Ouvi um ruído em uma árvore próxima e me escondi no matagal rapidamente. Já me haviam encontrado, nu e desprevenido, certamente iriam me matar sem piedade alguma, sacrificar-me como a um vil animal. Não queria morrer. Não poderia tê-los despistado? Não merecia um pouco de tranquilidade? Não havia sofrido o suficiente com as formigas?  As imagens de Juan metralhado pelos rebeldes apareceram na minha cabeça como uma sucessão de curtos flashes, e o corpo sem vida de Alex sentado no avião após o choque, com o sangue escorrendo pelo rosto, me atormentou mais uma vez. Imaginei-me sangrando por vários buracos no meu corpo produzidos pelos disparos dos rebeldes, jogado ao chão ao pé de uma grande árvore, eles rindo e eu agonizando. A dor… Observei atentamente entre as folhas das árvores e finalmente descobri a origem do som: um macaco de uns cinquenta centímetros de altura com uma cauda de igual comprimento, a cara azulada, a cada lado entre olho e orelha uma banda de pelo escuro, uma banda transversal clara em cima dos olhos, a maioria do corpo pardo-amarelado e a garganta, o peito e o ventre brancos11. Talvez não estivesse predestinado a morrer nesse dia. Pouco a pouco foram aparecendo mais e se juntaram cinco deles, saltando de galho em galho e lançando alguns gritos agudos. Deviam estar jogando ou algo assim, se empoleiravam em um galho e o agitavam com energia enquanto gritavam. Na melhor das hipóteses estavam na época do cio, não fazia ideia, mas era um espetáculo grandioso. Meu coração voltou pouco a pouco a bater no seu ritmo normal.

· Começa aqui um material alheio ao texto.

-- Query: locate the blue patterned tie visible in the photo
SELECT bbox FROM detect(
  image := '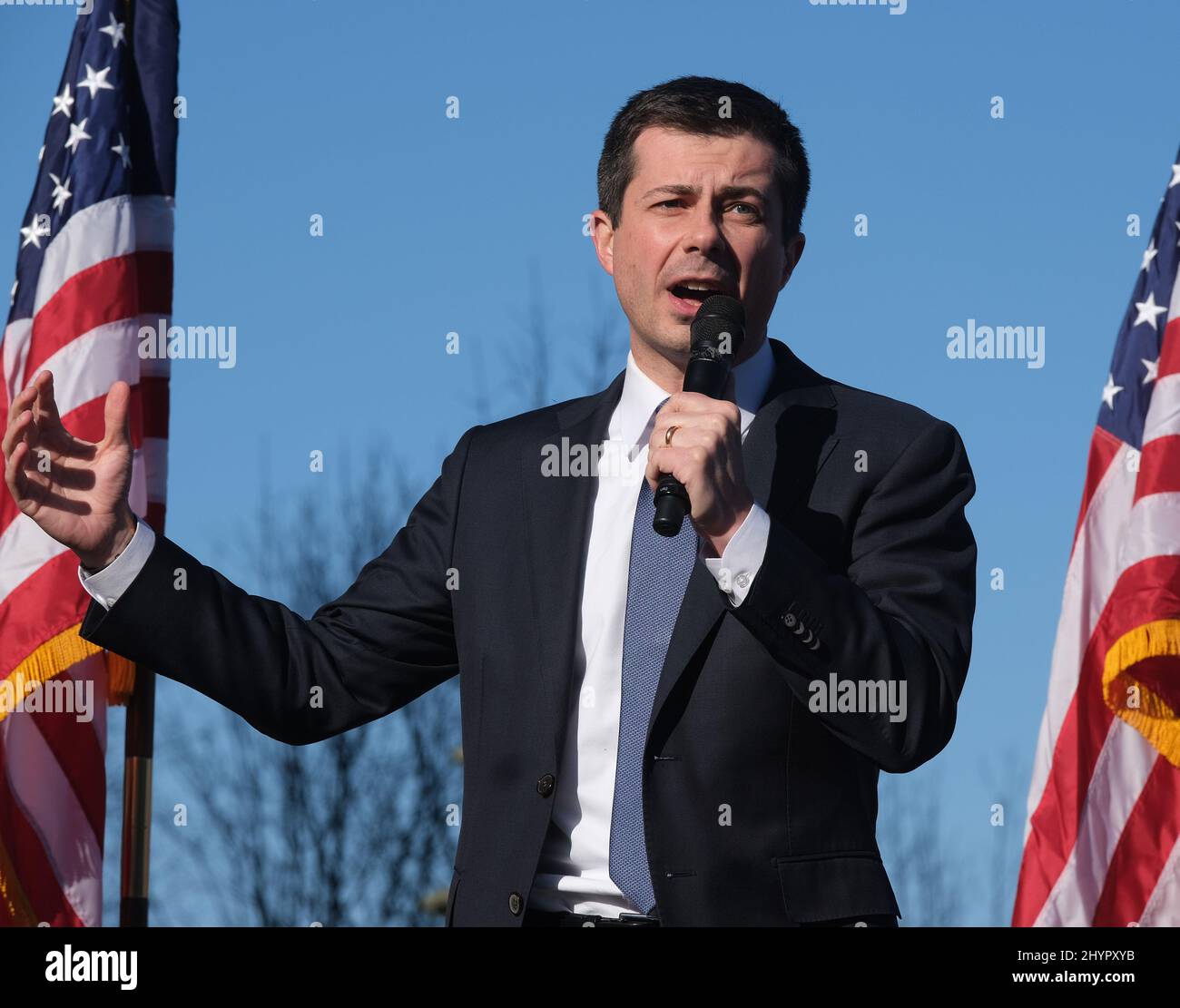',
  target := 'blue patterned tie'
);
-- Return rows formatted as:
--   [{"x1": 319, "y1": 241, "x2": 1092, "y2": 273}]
[{"x1": 609, "y1": 477, "x2": 700, "y2": 914}]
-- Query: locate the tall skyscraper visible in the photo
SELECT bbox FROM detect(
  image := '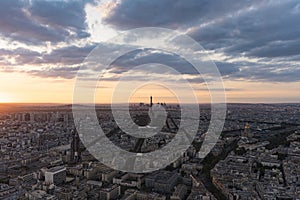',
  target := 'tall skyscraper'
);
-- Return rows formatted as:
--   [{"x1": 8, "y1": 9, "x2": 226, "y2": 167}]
[
  {"x1": 150, "y1": 96, "x2": 153, "y2": 107},
  {"x1": 71, "y1": 129, "x2": 80, "y2": 162}
]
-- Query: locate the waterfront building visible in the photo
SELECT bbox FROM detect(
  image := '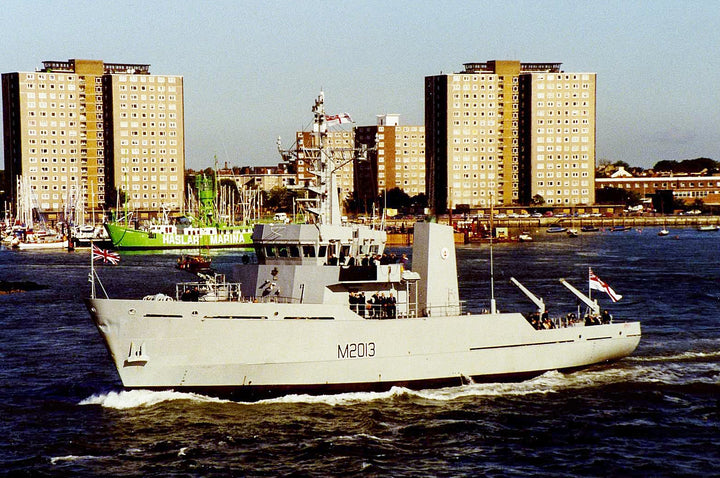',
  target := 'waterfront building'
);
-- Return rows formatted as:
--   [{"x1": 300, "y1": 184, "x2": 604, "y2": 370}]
[
  {"x1": 425, "y1": 60, "x2": 596, "y2": 213},
  {"x1": 355, "y1": 114, "x2": 425, "y2": 201},
  {"x1": 595, "y1": 174, "x2": 720, "y2": 202},
  {"x1": 2, "y1": 59, "x2": 185, "y2": 220}
]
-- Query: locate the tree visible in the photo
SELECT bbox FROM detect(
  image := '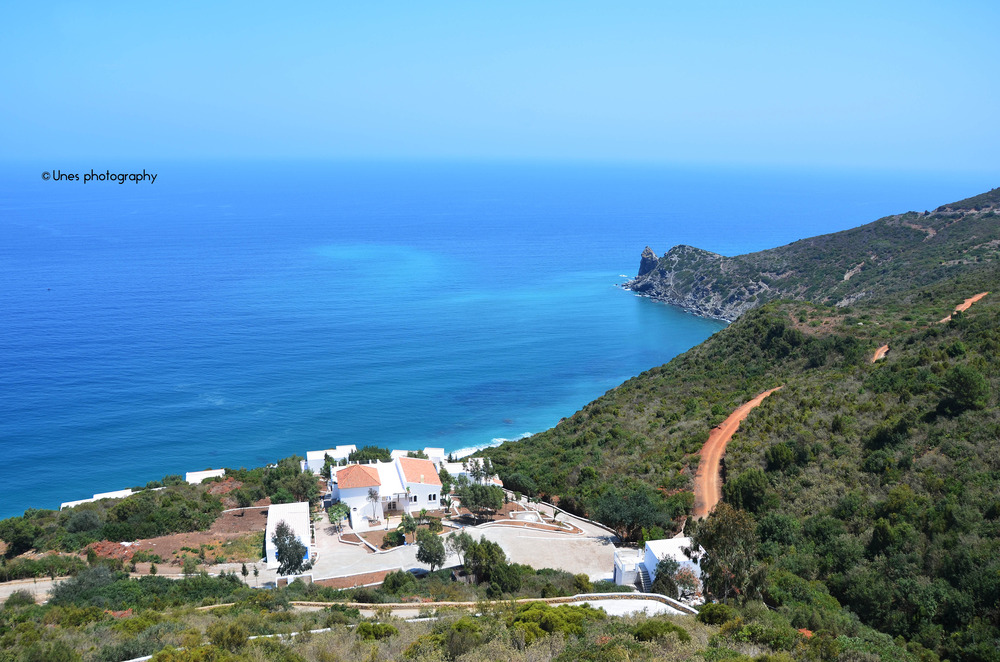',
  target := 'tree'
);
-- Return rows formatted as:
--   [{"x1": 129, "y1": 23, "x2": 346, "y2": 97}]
[
  {"x1": 651, "y1": 556, "x2": 681, "y2": 598},
  {"x1": 438, "y1": 464, "x2": 454, "y2": 494},
  {"x1": 417, "y1": 529, "x2": 446, "y2": 572},
  {"x1": 455, "y1": 482, "x2": 504, "y2": 519},
  {"x1": 272, "y1": 520, "x2": 312, "y2": 577},
  {"x1": 368, "y1": 487, "x2": 378, "y2": 519},
  {"x1": 465, "y1": 538, "x2": 507, "y2": 582},
  {"x1": 0, "y1": 517, "x2": 42, "y2": 559},
  {"x1": 722, "y1": 467, "x2": 771, "y2": 513},
  {"x1": 399, "y1": 513, "x2": 417, "y2": 539},
  {"x1": 942, "y1": 364, "x2": 990, "y2": 413},
  {"x1": 233, "y1": 490, "x2": 253, "y2": 517},
  {"x1": 693, "y1": 501, "x2": 766, "y2": 602},
  {"x1": 593, "y1": 487, "x2": 663, "y2": 542}
]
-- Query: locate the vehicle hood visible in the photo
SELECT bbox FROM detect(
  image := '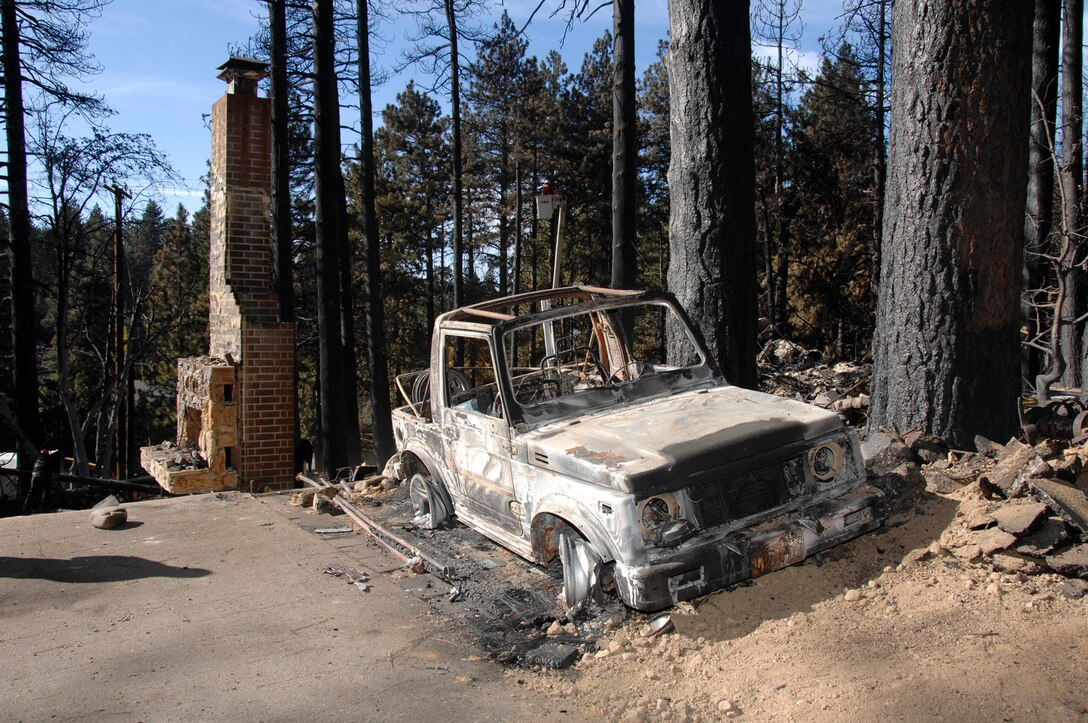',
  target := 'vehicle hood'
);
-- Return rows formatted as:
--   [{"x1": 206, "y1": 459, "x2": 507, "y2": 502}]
[{"x1": 519, "y1": 386, "x2": 843, "y2": 495}]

A última coisa que vi foi um deles pegar do chão algo que de longe me parecia uma lacraia e comê-la.

Na outra margem do rio apareceu outro macaco de forma parecida mas com cores diferentes. Esse tinha a cara negra, costeletas e barba brancas que continuavam no peito e parte dos braços. Sua cor era mais enegrecida e tinha uma mancha triangular avermelhada-alaranjada no lombo. Era maior que o anterior e bem mais robusto12. Bebeu um pouco de água, levando-a à boca com a mão e desapareceu. Fiquei um pouco observando os outros a jogar e saltar. Era uma experiência única, que nunca pensei que chegaria a viver. Mais uma vez me lembrei de meus amigos mortos e de como eles curtiriam estar vendo isto, principalmente o jovial Alex, sempre tão curioso sobre todas as coisas. Agora com quem comentaria estes momentos, com quem os compartilharia? Não havia ninguém que os houvesse vivido comigo, que pudesse entendê-los. Não! Não devia pensar nisso, não me ajudava a seguir adiante e agora o que precisava era juntar a maior quantidade de energia possível para poder sobreviver.

 

Sair desta maldita selva deveria ser o meu único objetivo. Escapar deste inferno verde.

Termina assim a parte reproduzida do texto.